Fluoridate, But Let Citizens Lead Way
State Sen. Pat Thibaudeau is using the wrong method in her proposal to require Washington towns and cities to fluoridate their water supplies. She clearly has the right idea, though.
Spokane and other communities that don’t already add fluoride to their water, should start. The record in support of fluoridation is too convincing for 50-year-old scare stories to keep depriving citizens of sound, preventive dental health care.
For a change to happen, however, it must start with informed, citizen buy-in. A directive issued from the far side of the state would only backfire. Fluoridation foes would have a referendum on the ballot before you could say “Open wide.”
Thibaudeau’s impatience is understandable. Research into fluoride’s role in reducing tooth decay has roots that go back nearly a century. It’s been 55 years since Grand Rapids, Mich., became the first American city to fluoridate its drinking water supply. Today nearly two-thirds of Americans have fluoride in their water - some of it naturally occurring but most because it’s added.
With that much experience to draw on there is overwhelming confirmation that fluoridation is safe, effective, efficient and economical.

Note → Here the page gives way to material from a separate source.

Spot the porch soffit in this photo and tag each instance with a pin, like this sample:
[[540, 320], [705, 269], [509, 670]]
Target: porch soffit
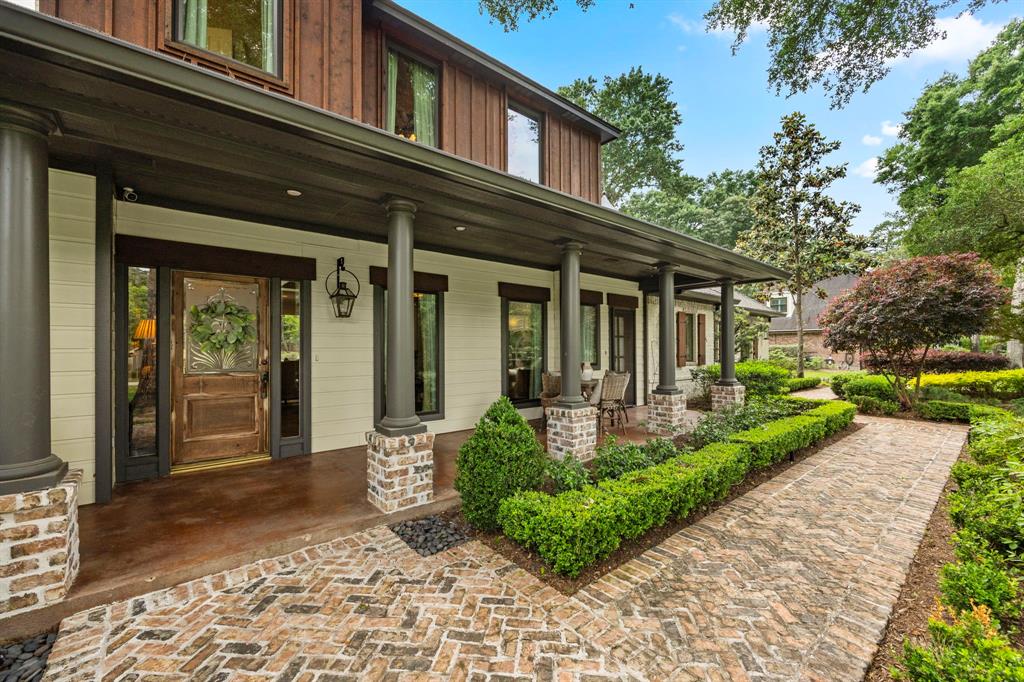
[[168, 133]]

Credible research repeatedly refutes persistent but unsubstantiated claims of health risks.
Still, some opponents say too little is known.
In fact, a great deal is known.
It’s known, for instance, that proper levels of fluoride in drinking water lower the incidence of cavities in permanent teeth by 17 to 40 percent.

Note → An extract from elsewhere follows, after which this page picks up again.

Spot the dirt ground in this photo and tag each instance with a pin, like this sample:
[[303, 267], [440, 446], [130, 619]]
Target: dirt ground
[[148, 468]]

It’s known that avoiding one filling saves the cost of a lifetime of fluoridation.
It’s known that none of the alternative ways of dispensing fluoride matches the ease, reliability and economy of water fluoridation.
No wonder virtually all health-care professionals and organizations strongly endorse fluoridation.

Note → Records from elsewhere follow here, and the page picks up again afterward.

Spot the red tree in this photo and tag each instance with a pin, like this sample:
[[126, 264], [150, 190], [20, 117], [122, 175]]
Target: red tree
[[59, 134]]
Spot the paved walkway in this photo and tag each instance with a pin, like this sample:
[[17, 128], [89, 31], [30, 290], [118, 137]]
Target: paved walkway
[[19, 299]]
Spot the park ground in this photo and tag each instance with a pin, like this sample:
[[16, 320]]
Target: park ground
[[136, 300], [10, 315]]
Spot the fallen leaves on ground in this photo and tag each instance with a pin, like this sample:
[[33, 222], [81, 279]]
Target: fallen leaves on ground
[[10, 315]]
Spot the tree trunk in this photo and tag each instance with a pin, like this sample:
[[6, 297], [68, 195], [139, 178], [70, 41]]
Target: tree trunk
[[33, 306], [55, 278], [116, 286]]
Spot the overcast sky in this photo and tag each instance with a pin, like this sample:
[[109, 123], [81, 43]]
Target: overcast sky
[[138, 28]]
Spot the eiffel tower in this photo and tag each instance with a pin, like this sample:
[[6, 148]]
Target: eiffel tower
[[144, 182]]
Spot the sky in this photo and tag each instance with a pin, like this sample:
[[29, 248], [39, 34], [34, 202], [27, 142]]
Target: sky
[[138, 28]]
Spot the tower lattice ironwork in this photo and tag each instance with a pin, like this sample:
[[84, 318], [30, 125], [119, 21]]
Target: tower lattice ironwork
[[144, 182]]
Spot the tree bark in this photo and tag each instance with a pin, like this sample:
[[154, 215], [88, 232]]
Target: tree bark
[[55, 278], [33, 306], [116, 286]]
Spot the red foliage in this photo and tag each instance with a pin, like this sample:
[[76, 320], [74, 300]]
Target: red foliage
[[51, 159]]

But a directive from Olympia will not get Spokane residents to approve fluoridation. If anything it will stir resentment and set the cause back.
The impetus has to come from the people - most likely parents who want an effective and cheap means of dental health for their children.
Numerous nearby communities - from Sandpoint to Seattle - have rejected the groundless fears and fluoridate their water with no adverse consequences.
But Thibaudeau and others who want to force the process with a state mandate need to heed public skepticism. They also need to consider that in places like Yakima and Pasco, science has prevailed over paranoia. Citizens there have recently approved local fluoridation without the state’s demanding it.
In 1968, voters in Spokane also approved an advisory measure on the issue, but overturned it in a referendum a year later. It returned to the ballot in 1984 but lost again. That history shouldn’t discourage us in the year 2000.
The intervening years simply supply that much more evidence to confirm the health professionals’ claims and to contradict opponents’ desperate warnings.
The way for Spokane residents finally to realize the benefits of fluoridation is for those who understand its value to organize themselves, talk rationally with their friends and neighbors, tap into the expert advice and the compelling record of research on the subject and bring the issue affirmatively to the ballot themselves.